I will re-start my student life on September, So I have nearly half year completely free. I have assigned myself a task that is how to build a optimal dictionary/code? Huffman code produces optimal code for a fixed-size alphabet. The alphabet is typically 256 8bit bytes. If I loose the constraint, the alphabet now can be built by arbitrary number of arbitrary bits word, what is optimal code/dictionary that make sources smallest?

Since most folks around me are not interested in this, would you mind sharing some ideas of it? Some paper if you ever heard of?

Why I am fond of Suffix Tree over Suffix Array, main reason is I could do statistic on-the-fly. Inner nodes mean repeation that implies potentials to compress data.

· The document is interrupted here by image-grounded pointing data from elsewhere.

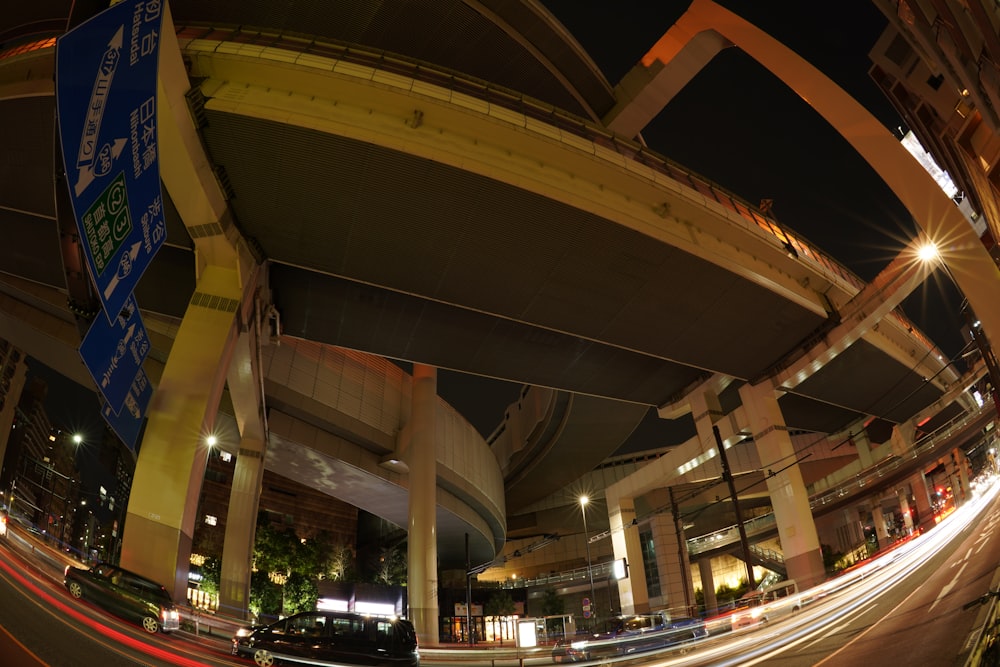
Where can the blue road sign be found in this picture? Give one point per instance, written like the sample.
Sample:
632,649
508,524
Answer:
114,352
106,72
127,424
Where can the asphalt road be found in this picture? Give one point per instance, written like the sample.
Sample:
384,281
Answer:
41,625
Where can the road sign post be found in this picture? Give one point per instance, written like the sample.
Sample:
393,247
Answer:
106,70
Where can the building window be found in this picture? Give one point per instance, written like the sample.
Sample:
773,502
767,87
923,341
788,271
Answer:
649,563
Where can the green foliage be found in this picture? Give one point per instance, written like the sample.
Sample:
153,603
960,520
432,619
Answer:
391,567
340,564
265,596
300,593
280,554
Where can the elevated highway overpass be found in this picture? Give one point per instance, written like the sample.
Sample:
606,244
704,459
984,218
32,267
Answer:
401,209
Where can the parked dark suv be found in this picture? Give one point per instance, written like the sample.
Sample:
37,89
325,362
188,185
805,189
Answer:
335,637
126,594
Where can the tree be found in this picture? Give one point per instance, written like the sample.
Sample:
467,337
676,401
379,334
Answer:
391,567
340,565
287,568
300,593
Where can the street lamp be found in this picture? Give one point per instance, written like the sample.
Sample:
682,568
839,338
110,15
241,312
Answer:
586,540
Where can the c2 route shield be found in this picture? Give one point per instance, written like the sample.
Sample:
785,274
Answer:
106,71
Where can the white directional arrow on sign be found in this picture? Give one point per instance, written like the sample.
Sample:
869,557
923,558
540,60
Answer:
95,111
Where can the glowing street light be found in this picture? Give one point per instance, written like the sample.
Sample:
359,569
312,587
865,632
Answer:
928,252
586,538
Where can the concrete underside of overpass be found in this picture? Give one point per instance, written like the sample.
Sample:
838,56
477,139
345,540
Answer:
480,241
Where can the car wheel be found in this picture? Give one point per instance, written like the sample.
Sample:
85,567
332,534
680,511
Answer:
263,658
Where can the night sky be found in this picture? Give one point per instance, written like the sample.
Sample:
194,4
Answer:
738,126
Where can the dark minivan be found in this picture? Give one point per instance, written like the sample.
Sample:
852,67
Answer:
318,637
126,594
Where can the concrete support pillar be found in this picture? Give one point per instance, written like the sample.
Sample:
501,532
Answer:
246,390
796,529
163,504
673,564
921,500
904,508
878,519
962,473
241,524
632,591
708,586
421,457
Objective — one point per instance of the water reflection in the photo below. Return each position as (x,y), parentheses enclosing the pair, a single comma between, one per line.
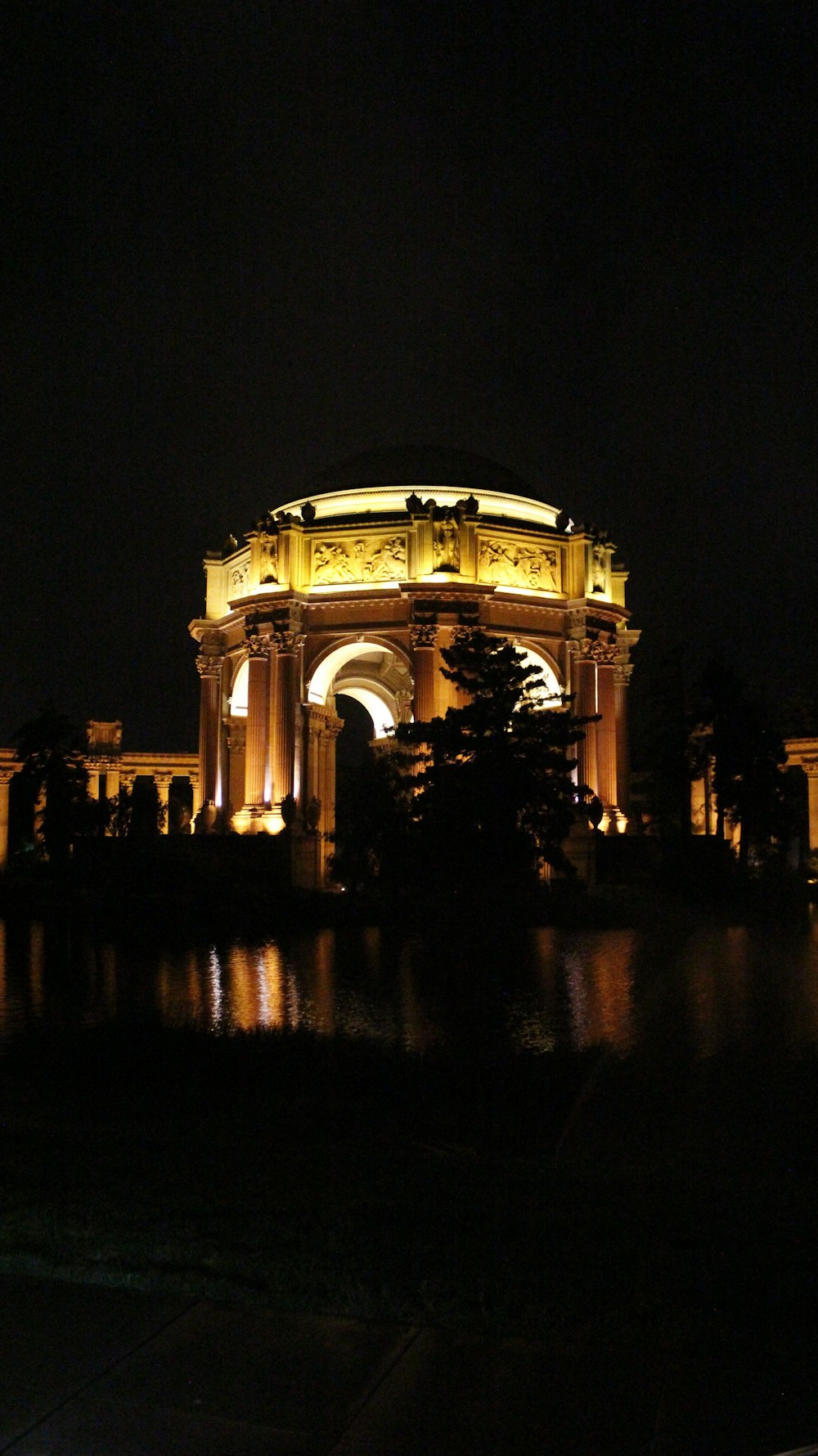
(702,987)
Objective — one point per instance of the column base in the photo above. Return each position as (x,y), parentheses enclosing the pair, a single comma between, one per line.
(258,819)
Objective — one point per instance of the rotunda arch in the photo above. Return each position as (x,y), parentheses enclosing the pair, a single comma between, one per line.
(551,689)
(367,668)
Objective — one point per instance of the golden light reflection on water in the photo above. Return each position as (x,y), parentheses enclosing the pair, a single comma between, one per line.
(37,939)
(709,989)
(599,973)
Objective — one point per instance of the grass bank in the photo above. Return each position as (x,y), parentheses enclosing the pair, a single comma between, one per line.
(542,1194)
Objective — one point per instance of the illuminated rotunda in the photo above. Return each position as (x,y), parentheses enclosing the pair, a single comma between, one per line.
(357,587)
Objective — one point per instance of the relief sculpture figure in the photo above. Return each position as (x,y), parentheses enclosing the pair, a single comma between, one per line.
(268,565)
(599,568)
(332,562)
(446,543)
(239,580)
(511,565)
(388,561)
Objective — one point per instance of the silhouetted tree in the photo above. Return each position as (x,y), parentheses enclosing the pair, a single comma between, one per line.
(663,746)
(52,752)
(495,789)
(375,820)
(739,735)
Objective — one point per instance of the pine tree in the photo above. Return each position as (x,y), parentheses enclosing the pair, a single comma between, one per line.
(497,793)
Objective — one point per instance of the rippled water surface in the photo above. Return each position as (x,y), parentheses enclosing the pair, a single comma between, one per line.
(702,987)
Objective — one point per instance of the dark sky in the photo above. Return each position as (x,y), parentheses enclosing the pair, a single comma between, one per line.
(248,240)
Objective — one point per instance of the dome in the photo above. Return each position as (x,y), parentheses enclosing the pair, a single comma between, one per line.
(420,465)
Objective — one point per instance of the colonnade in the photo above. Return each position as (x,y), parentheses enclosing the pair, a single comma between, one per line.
(119,772)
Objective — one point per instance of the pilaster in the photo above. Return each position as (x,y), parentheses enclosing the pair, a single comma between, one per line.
(258,720)
(209,666)
(7,775)
(584,689)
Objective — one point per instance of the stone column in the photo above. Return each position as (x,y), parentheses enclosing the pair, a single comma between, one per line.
(258,721)
(283,712)
(209,667)
(332,728)
(812,791)
(164,789)
(584,689)
(606,737)
(422,640)
(7,775)
(236,744)
(622,679)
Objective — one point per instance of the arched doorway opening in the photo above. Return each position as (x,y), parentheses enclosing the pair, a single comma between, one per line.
(367,686)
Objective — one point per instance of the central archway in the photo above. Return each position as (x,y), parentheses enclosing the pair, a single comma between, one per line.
(373,672)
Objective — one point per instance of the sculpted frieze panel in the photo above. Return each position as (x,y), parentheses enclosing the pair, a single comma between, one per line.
(237,580)
(513,564)
(375,558)
(268,558)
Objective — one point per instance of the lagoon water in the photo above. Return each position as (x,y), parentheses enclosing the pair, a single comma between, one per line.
(694,987)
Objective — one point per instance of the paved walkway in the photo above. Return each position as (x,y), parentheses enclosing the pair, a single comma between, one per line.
(104,1372)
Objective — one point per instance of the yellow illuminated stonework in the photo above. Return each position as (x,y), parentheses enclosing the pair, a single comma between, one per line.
(357,589)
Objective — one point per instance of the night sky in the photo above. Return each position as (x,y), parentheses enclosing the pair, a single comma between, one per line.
(249,239)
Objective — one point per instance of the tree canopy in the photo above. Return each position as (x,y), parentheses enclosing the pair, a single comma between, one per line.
(495,788)
(52,752)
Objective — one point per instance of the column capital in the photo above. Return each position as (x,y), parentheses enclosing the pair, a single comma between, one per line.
(600,649)
(209,664)
(424,634)
(285,642)
(258,644)
(236,735)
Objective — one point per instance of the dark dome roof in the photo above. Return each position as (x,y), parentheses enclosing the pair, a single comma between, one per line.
(421,465)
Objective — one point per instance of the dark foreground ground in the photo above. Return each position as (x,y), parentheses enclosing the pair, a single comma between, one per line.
(479,1252)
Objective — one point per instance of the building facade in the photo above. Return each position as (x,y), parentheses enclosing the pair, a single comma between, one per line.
(357,589)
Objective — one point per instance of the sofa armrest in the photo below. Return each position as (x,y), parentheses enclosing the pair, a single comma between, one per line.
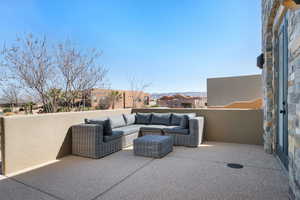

akamiru commented 6 years ago

Some starting points: http://mattmahoney.net/dc/dce.html https://en.wikipedia.org/wiki/Kolmogorov_complexity https://en.wikipedia.org/wiki/Entropy_(information_theory) https://encode.ru/ (You will find e.g. Bulat-Ziganshin and me over there but I'm more of a passiv reader).

while automatically finding optimal codes is impossible for basically all usefull files there are a few notable practical algorithms which perform good in practice:

2403772980ygy commented 4 years ago

A different example: KMP is O(n + m), whereas a naïve search is O(n*m). However the latter is ridiculously fast for most input sizes, because of its cache-friendly behaviour and tight loops.

Well, I don't think naive search is faster than kmp. I've build random strings in cases, in which the programs match $\pi$, and kmp is much faster when dealing most long strings......

But I do believe that DC3 is slower than $\Theta(n\logn)$ approaches.